During the Great Depression Bell, like many artists in the United States, was fortunate to be supported in her work by Roosevelt’s New Deal arts programs. The Works Project Administration (WPA) and the Treasury Relief Art Project (TRAP) commissioned artists to provide artistic embellishment for Federal buildings. Bell executed a number of commissions for these programs between 1934 and 1941. They include:
War (c. 1934) A terracotta relief panel of a gas-masked soldier holding a naked boy, location unknown
Football Tackle (c. 1937) A three-dimensional terracotta sculpture of football players tumbled together on the playing field, location unknown
Morning Mail (c. 1937) A whitewood carved relief panel depicting a woman and child mailing a letter, installed at the Boonton, New Jersey Post Office
The Post Office (c. 1937) A relief pine wood panel depicting well-dressed women and men exchanging envelopes, a child petting a cat and a parcel on a post office desktop, installed in the Mt. Holly, New Jersey Post Office
Music and Science (c. 1938) Two relief panels of carved white mahogany that show men playing instruments and men and women with scientific instruments, installed in the Union City Public Library, 15th St. Branch, New Jersey
On the Range (c. 1941) A pine cut-out panel depicting a steer, horses and cowboys resting and playing music, installed at Hereford, Texas Post Office (now in Deaf Smith Historical Museum)
Portrait of Erasmus (c. 1936) A panel of white mahogany showing the Catholic theologian and philosopher at his desk writing, location unknown
Boy and Girl reading (c. 1936-39) A freestanding cast stone sculpture of a girl and boy reading, installed in the Union City Public Library garden, 43rd St. Branch, New Jersey
Bird Bath (c. 1937) A cast stone bird perched on the side of a carved bath for the garden at Union City Public Library 43rd St. Branch, New Jersey

In 1940 Bell was asked to serve as the Sculpture Supervisor for the New Jersey Arts and Crafts Project for the WPA. A natural teacher, she also wrote articles for National Sculpture Review and American Artist magazine as well as authoring a book on wood craft. In 1944 Bell accepted a position teaching sculpture at the Newark School of Fine and Industrial Art. She held that position until 1968. While she was teaching, she continued to execute commissions, completing works for the Hoboken Public Library, Beth Israel Hospital and the Newark Board of Education. She also designed a Congressional Medal of Honor for Lincoln Ellsworth in recognition of his 1925 and 1926 polar flights.
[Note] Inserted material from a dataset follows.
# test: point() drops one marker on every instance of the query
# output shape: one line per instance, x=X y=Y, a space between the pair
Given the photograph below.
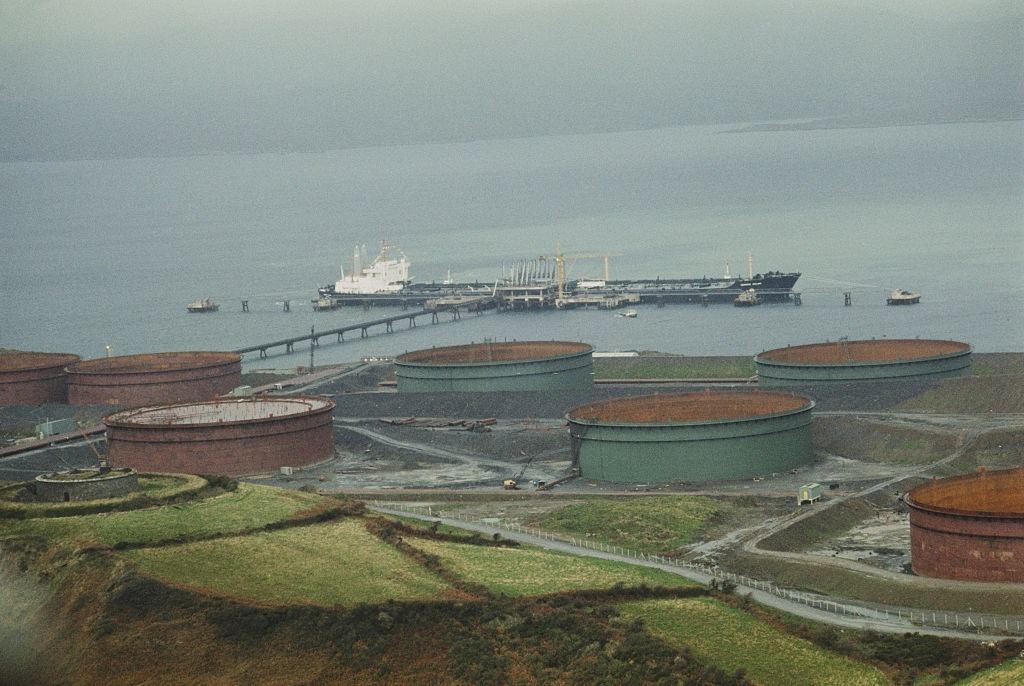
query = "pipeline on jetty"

Bell’s small scale sculptures as well as her public commissions generally consisted of human figures engaged in daily activity or classic poses. Her reliefs were realistic images of one or two people—often women and children. She also did the occasional piece that was wholly abstract as well as plant or bird images. Cyclamen is one of Bell’s botanical pieces. The carved form shows the leaves and its flowers in the posture of unfurling. The warm color of the wood and the deeply carved curves of the leaves and blooms is inviting and suggests an object in motion rather than stasis.

Bell was committed to creating intimate works that would be viewed from all sides. She sculpted with the knowledge that curves would capture light and shadow, animating the work. During interviews Bell said she understood people responded to monumental sculpture but she wanted to work on a more human scale and produce pieces that people could live with in their homes.

In an article Bell wrote in American Artist magazine in 1965 (My Wood Sculpture by Enid Bell) she outlines her approach as careful, deliberate and very conscious of the material’s properties. More often than not she would first create a small maquette out of clay or plasticine where she would work through the form’s contours and masses. In an interview from 1941 (From Ebony, Cherry Wood, Orange Wood, Pine, The Santa Fean newspaper) Bell articulates her motivation which did not waver during her lifetime: I am interested in creating forms that express a mood, an emotion, some inner concentration of harmony which produces its own necessary rhythm and relation of parts. While Enid Bell was enormously productive as an artist and an educator during her lifetime she is not widely known or collected today. Fortunately, many of her commissioned works remain intact and accessible.